The massive late surge in solar module installations in Germany in 2009 has meant that the global PV market increased 20% over 2008, according to revised figures from Solarbuzz. According to the market research firm, installations reached 7.3GW last year an increase of 0.87GW on its previous market forecast. With only preliminary figures released by the German Federal Network Agency as well as for other important markets such as Italy, further revisions upwards should not be ruled out.
According to Solarbuzz, as the German market closes in on a 4GW figure for 2009 and running well ahead of the 2.5-3.5 GW per annum path specified in the currently proposed amendment to the Germany’s Renewable Energy Act (EEG), further tariff cuts could be on the cards.
“The current EEG policy amendment is based on a target market range that will be overshot by a large margin in 2010, so the Government may yet choose to cut back tariffs mid-year even more aggressively than currently planned.” said Craig Stevens, President of Solarbuzz, a division of The NPD Group. “Even without such revision, the PV industry will need to plan on a major re-balancing of global supply and demand in both mid-2010 and the start of 2011, worse than occurred from the policy adjustment in Spain in 2008.”
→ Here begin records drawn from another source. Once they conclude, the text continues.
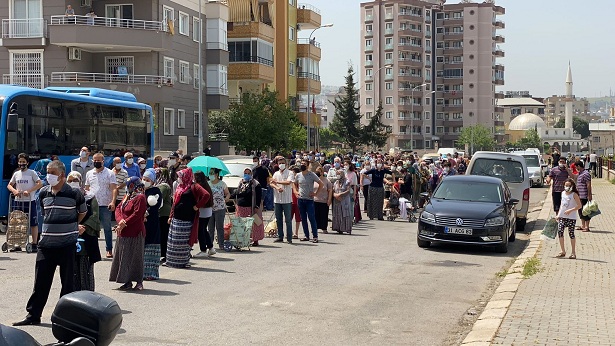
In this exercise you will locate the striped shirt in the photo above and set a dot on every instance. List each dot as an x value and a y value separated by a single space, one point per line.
60 216
582 180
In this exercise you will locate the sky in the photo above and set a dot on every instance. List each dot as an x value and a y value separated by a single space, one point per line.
541 37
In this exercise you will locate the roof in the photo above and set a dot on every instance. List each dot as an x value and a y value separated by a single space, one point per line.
519 101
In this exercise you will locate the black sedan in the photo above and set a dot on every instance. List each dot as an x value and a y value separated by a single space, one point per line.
469 209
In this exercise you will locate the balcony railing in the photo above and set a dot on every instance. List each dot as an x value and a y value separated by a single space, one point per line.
24 28
308 41
110 22
312 76
109 78
253 58
31 80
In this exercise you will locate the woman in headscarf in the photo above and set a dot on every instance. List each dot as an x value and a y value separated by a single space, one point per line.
248 195
342 212
128 261
152 226
184 219
163 182
88 240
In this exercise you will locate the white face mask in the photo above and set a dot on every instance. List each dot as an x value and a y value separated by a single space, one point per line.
53 179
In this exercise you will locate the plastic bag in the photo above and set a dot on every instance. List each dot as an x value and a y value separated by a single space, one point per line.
550 230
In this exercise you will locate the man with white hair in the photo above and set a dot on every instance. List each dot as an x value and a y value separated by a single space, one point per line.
102 184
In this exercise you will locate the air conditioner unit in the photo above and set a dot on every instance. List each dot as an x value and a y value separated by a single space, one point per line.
74 54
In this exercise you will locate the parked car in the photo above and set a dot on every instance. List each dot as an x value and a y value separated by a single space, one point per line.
536 166
469 209
510 168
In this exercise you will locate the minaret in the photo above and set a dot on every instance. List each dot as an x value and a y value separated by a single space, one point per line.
569 97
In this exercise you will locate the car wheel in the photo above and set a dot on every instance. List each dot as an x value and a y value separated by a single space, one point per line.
422 243
520 224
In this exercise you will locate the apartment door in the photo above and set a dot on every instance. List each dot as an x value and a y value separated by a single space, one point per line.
119 15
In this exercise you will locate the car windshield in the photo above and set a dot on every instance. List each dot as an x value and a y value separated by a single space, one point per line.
468 191
531 160
510 171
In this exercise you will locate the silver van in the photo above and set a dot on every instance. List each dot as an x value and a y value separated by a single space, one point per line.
512 169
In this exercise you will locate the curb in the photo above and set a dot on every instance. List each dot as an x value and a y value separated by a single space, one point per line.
486 327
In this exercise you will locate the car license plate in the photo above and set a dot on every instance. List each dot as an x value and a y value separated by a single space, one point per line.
457 230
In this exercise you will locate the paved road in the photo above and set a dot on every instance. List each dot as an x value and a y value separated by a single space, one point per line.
371 288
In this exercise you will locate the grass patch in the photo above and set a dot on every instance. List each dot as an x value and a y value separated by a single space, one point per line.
531 267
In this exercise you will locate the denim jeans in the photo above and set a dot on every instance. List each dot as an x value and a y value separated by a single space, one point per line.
306 210
105 219
285 208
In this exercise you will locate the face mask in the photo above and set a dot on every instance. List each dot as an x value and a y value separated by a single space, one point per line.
53 179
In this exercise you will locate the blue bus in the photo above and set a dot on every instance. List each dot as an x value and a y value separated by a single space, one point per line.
59 121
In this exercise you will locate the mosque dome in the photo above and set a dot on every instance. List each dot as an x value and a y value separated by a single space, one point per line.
527 121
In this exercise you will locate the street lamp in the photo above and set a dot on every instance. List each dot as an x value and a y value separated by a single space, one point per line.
309 76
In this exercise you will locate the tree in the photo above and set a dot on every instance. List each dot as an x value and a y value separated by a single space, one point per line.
478 135
531 140
262 122
579 125
347 117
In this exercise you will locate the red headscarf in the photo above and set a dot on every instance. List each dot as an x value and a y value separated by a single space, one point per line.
185 179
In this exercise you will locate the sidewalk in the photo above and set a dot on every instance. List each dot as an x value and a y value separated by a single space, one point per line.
570 302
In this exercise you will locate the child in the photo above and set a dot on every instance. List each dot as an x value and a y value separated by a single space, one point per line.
567 216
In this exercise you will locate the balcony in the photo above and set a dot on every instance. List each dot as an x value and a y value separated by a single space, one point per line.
24 33
303 79
31 80
251 68
103 34
307 48
499 39
147 88
252 30
308 17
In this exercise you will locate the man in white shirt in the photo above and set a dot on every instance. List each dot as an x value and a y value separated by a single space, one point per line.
23 185
282 198
102 184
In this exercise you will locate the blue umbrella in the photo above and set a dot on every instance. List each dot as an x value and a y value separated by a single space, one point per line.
205 163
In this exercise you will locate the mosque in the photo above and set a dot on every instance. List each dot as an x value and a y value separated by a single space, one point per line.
564 139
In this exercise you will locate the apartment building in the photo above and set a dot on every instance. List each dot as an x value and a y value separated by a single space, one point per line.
147 48
433 66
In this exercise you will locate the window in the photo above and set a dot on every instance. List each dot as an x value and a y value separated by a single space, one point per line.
181 119
168 118
184 72
196 123
169 69
184 26
196 29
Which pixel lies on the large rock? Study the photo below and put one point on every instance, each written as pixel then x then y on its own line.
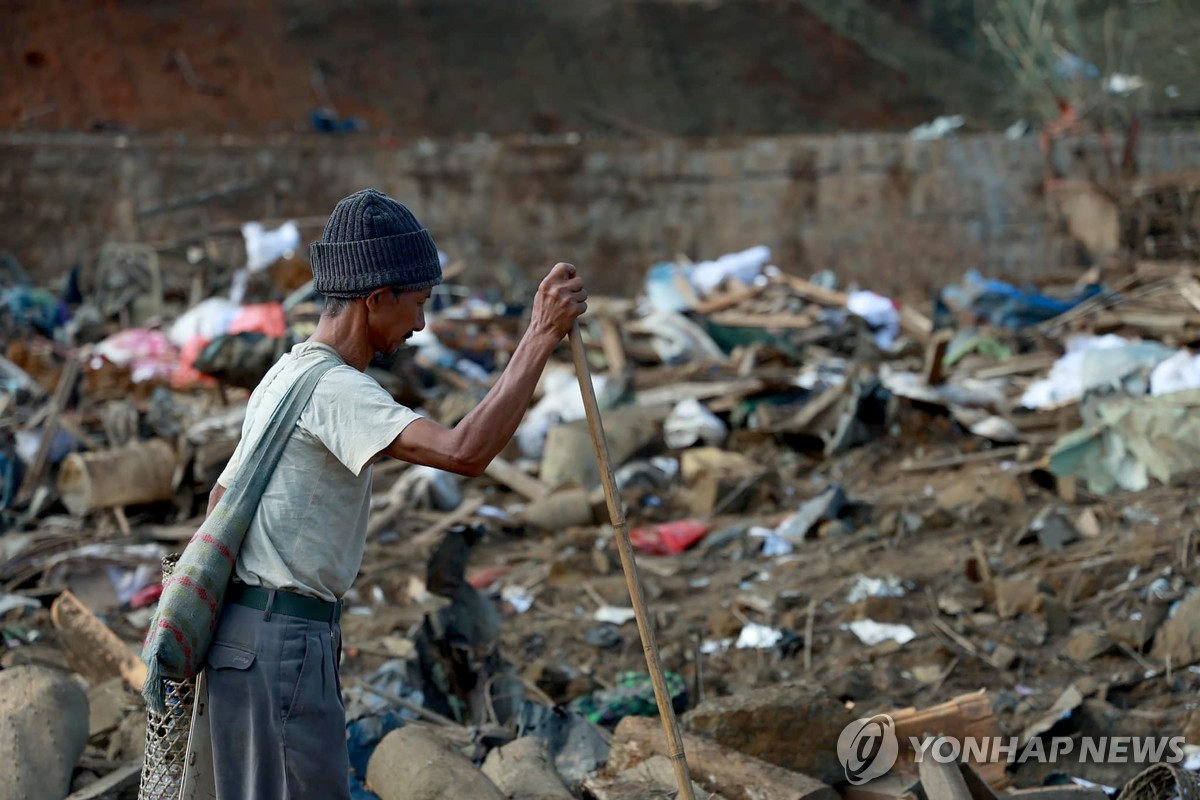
pixel 414 764
pixel 523 771
pixel 43 731
pixel 795 726
pixel 569 456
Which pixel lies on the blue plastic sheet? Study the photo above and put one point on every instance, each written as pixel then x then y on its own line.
pixel 1005 305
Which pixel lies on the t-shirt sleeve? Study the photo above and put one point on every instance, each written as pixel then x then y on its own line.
pixel 226 477
pixel 354 416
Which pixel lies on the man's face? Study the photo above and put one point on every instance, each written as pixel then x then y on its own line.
pixel 394 316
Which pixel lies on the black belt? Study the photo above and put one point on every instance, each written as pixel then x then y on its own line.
pixel 277 601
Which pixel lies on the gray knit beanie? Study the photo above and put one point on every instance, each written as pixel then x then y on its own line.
pixel 372 241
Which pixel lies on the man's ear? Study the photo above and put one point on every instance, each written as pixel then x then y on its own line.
pixel 375 298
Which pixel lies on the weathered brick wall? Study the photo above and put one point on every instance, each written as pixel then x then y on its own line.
pixel 894 214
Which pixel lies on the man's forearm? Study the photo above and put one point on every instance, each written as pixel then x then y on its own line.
pixel 489 427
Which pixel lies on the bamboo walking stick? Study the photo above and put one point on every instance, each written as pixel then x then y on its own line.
pixel 621 531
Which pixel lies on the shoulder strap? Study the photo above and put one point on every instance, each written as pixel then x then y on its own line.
pixel 259 461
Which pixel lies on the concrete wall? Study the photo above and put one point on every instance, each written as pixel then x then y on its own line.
pixel 898 215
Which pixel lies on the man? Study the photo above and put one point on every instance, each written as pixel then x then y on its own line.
pixel 279 726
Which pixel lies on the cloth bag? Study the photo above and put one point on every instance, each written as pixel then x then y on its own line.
pixel 193 594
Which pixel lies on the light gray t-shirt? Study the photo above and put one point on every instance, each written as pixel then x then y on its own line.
pixel 310 529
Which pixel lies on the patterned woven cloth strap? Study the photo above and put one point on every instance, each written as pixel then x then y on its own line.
pixel 192 596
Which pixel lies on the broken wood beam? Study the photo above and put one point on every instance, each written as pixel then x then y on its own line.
pixel 729 773
pixel 58 404
pixel 935 356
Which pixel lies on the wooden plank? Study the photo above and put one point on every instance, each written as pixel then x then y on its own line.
pixel 916 325
pixel 814 293
pixel 942 781
pixel 935 356
pixel 1018 365
pixel 613 347
pixel 727 300
pixel 766 322
pixel 58 404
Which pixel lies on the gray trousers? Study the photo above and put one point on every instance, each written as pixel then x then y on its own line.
pixel 275 705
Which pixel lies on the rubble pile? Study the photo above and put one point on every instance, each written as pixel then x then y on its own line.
pixel 972 512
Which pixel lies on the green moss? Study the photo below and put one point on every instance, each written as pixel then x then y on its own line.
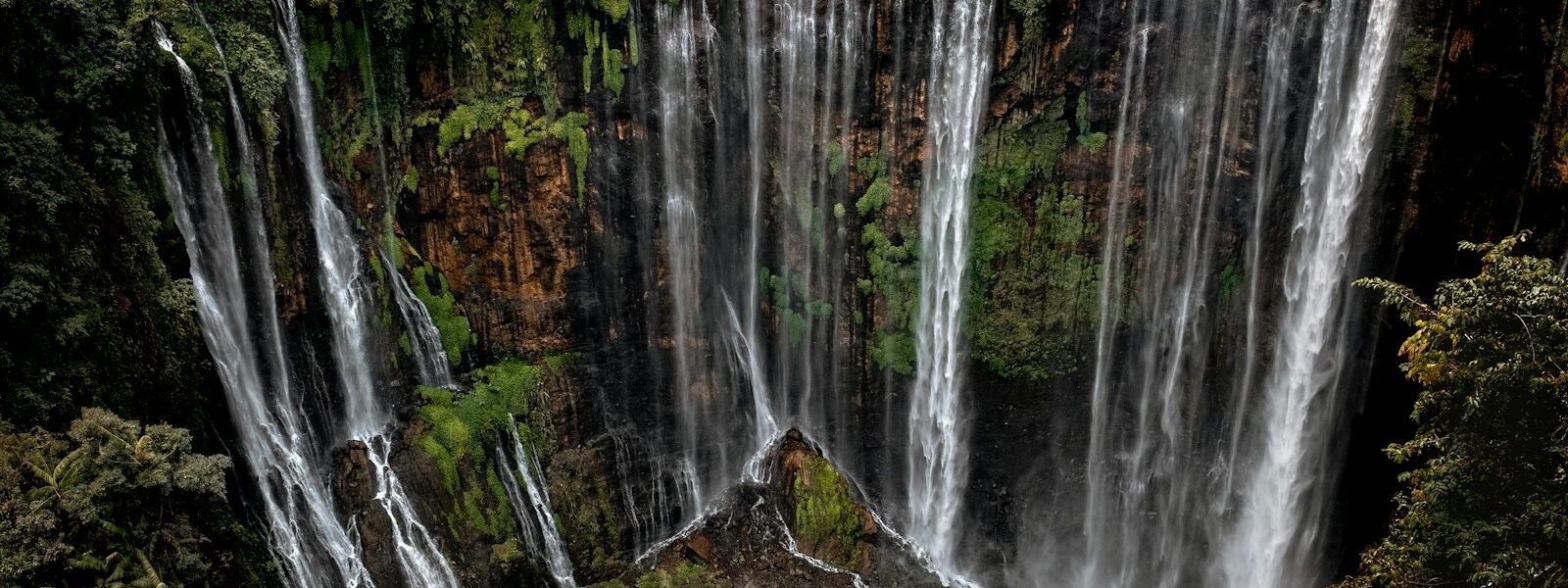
pixel 819 310
pixel 615 8
pixel 631 46
pixel 835 154
pixel 687 574
pixel 470 118
pixel 438 298
pixel 794 326
pixel 875 196
pixel 1034 290
pixel 827 517
pixel 1228 284
pixel 571 130
pixel 507 553
pixel 613 71
pixel 463 427
pixel 894 278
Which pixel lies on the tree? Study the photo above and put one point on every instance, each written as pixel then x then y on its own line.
pixel 1487 501
pixel 112 504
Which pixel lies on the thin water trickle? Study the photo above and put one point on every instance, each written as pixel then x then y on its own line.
pixel 535 514
pixel 423 339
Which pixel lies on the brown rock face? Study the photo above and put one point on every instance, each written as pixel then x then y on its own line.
pixel 506 235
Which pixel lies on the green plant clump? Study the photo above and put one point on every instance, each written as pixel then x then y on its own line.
pixel 1484 499
pixel 827 516
pixel 455 336
pixel 687 574
pixel 1034 287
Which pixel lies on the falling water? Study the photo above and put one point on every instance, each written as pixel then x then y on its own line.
pixel 1280 533
pixel 938 433
pixel 423 339
pixel 303 527
pixel 533 514
pixel 342 281
pixel 676 110
pixel 1207 452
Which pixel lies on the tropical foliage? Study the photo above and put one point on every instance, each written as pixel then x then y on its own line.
pixel 1487 498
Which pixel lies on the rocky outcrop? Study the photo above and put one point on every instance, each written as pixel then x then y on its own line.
pixel 804 527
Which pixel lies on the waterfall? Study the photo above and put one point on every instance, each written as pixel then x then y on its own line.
pixel 419 559
pixel 423 339
pixel 533 514
pixel 302 524
pixel 1215 400
pixel 1280 533
pixel 938 433
pixel 681 231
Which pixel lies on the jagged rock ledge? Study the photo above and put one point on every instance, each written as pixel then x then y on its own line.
pixel 805 525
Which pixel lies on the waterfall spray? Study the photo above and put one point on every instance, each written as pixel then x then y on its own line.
pixel 342 284
pixel 302 524
pixel 938 433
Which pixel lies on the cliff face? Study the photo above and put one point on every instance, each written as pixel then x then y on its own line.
pixel 540 266
pixel 516 164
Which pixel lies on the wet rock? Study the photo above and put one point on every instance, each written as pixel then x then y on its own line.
pixel 760 535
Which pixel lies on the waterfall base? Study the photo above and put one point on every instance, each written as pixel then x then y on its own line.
pixel 802 527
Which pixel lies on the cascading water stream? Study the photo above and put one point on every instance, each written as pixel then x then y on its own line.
pixel 1207 452
pixel 423 339
pixel 342 284
pixel 938 433
pixel 540 521
pixel 676 110
pixel 303 529
pixel 1280 533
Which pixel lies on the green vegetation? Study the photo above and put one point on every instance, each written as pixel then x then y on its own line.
pixel 1034 289
pixel 1484 501
pixel 463 430
pixel 433 289
pixel 687 574
pixel 827 517
pixel 835 154
pixel 118 504
pixel 1094 141
pixel 91 313
pixel 894 269
pixel 896 276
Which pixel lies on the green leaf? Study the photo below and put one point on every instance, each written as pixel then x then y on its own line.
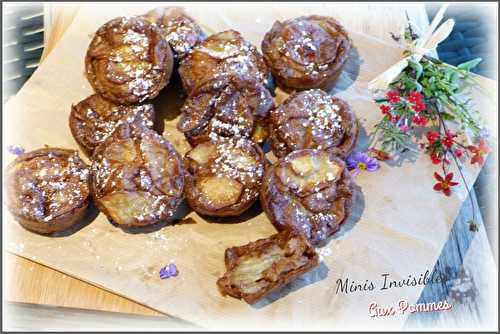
pixel 418 69
pixel 469 65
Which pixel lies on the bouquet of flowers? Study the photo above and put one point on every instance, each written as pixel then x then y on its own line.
pixel 424 108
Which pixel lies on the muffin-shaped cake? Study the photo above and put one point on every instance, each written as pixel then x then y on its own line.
pixel 179 29
pixel 221 56
pixel 313 119
pixel 48 189
pixel 256 269
pixel 128 60
pixel 138 177
pixel 224 176
pixel 309 191
pixel 306 52
pixel 94 119
pixel 236 108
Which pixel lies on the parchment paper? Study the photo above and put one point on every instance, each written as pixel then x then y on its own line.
pixel 398 227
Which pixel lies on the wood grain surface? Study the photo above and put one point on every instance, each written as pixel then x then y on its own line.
pixel 30 282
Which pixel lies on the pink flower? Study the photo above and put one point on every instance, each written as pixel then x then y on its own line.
pixel 393 96
pixel 419 120
pixel 445 183
pixel 415 97
pixel 418 107
pixel 385 109
pixel 435 158
pixel 432 136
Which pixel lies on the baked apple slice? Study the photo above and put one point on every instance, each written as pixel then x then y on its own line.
pixel 260 267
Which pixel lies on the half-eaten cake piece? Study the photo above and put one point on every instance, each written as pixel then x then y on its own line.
pixel 259 267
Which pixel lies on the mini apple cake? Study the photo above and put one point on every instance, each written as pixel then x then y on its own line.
pixel 94 119
pixel 309 191
pixel 138 177
pixel 224 176
pixel 260 267
pixel 48 189
pixel 313 119
pixel 128 60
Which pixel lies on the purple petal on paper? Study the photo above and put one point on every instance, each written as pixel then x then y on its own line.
pixel 168 271
pixel 15 149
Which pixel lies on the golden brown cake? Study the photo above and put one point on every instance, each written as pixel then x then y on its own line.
pixel 221 56
pixel 128 60
pixel 179 29
pixel 313 119
pixel 306 52
pixel 48 189
pixel 93 119
pixel 138 177
pixel 224 176
pixel 260 267
pixel 236 108
pixel 309 191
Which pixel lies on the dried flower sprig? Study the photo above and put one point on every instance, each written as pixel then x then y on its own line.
pixel 428 97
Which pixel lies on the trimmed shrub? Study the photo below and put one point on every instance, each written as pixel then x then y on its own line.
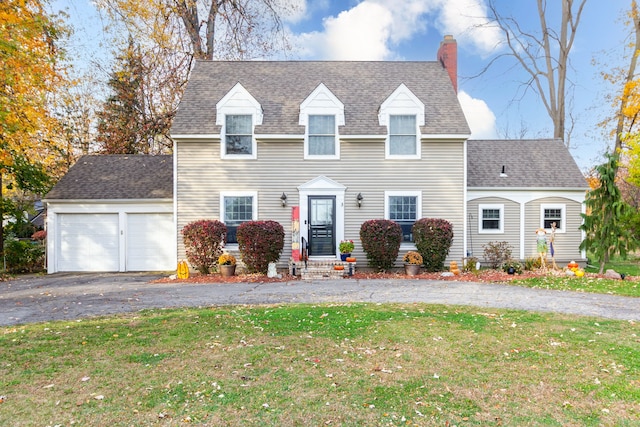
pixel 381 242
pixel 433 238
pixel 497 253
pixel 203 242
pixel 260 242
pixel 23 256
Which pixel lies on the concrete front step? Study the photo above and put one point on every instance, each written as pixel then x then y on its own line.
pixel 314 270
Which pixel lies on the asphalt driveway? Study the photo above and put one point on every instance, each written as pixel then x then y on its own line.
pixel 64 296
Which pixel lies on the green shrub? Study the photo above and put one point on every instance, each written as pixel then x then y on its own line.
pixel 512 263
pixel 433 238
pixel 203 242
pixel 260 242
pixel 496 253
pixel 381 240
pixel 470 265
pixel 23 256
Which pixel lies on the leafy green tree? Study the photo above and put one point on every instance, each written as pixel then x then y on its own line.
pixel 607 216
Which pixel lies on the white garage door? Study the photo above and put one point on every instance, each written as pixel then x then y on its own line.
pixel 87 242
pixel 150 244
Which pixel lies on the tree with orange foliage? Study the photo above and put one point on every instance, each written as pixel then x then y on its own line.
pixel 30 71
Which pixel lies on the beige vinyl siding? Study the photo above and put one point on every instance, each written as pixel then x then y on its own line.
pixel 511 226
pixel 362 168
pixel 566 244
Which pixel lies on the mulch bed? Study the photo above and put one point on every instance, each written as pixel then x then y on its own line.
pixel 486 276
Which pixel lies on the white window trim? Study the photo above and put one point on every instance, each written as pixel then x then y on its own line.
pixel 418 195
pixel 254 213
pixel 336 141
pixel 223 142
pixel 500 230
pixel 402 102
pixel 321 102
pixel 563 216
pixel 238 101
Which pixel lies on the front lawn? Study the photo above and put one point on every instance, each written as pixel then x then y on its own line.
pixel 322 365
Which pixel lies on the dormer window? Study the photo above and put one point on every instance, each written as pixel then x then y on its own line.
pixel 322 135
pixel 403 139
pixel 238 112
pixel 238 135
pixel 403 114
pixel 321 112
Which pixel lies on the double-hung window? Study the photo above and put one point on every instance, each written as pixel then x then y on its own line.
pixel 405 209
pixel 553 213
pixel 322 135
pixel 236 209
pixel 491 218
pixel 238 134
pixel 403 139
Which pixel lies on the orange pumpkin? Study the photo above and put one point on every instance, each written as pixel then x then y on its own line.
pixel 183 270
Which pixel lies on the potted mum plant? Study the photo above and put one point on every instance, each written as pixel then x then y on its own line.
pixel 346 247
pixel 412 262
pixel 227 265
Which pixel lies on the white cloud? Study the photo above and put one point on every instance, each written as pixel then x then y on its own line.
pixel 468 21
pixel 360 33
pixel 369 30
pixel 481 119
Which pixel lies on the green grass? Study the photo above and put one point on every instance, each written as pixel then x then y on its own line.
pixel 346 365
pixel 629 266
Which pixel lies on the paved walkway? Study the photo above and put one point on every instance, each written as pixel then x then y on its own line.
pixel 71 296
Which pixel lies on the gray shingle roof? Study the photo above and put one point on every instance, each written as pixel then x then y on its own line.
pixel 113 177
pixel 281 86
pixel 535 163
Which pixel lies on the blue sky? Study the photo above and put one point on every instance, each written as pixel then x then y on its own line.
pixel 495 103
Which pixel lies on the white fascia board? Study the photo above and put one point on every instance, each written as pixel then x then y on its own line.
pixel 263 137
pixel 187 137
pixel 444 136
pixel 525 195
pixel 363 137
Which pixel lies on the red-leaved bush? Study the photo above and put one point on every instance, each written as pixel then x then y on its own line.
pixel 260 242
pixel 433 238
pixel 381 241
pixel 203 242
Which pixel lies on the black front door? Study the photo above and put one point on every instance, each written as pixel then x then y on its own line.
pixel 322 225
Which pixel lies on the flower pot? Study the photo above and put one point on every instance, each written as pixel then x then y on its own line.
pixel 411 269
pixel 227 270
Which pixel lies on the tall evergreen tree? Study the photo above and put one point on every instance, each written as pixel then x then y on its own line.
pixel 605 220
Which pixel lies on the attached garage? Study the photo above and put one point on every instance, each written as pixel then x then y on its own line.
pixel 112 213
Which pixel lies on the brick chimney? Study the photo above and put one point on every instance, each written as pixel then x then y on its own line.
pixel 448 57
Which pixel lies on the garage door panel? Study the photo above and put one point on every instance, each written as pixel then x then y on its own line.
pixel 88 242
pixel 150 244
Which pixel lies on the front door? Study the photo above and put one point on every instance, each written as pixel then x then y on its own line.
pixel 322 225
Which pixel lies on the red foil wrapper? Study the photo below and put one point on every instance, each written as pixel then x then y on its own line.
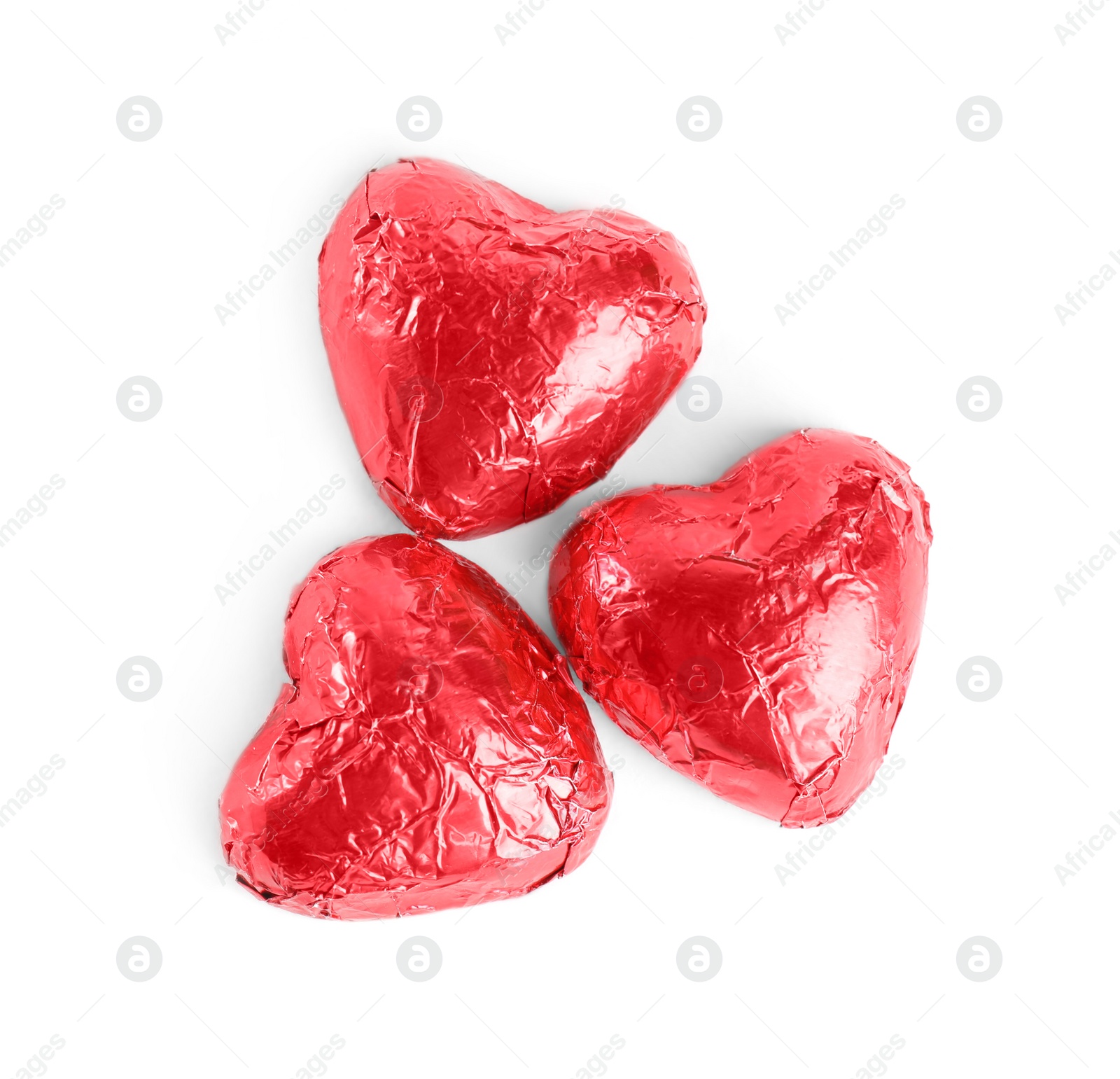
pixel 756 634
pixel 494 358
pixel 431 750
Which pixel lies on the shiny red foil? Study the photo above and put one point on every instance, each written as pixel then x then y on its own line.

The market research firm said that Germany now accounted for 63% of global demand in fourth quarter of 2009, a record high. At 3.73GW it was more than seven times larger than in the first quarter of 2009, following massive growth in European demand through the year.
Solarbuzz had only recently said that PV installations had reached 6.43GW in 2009, representing and increase of 6% over the previous year.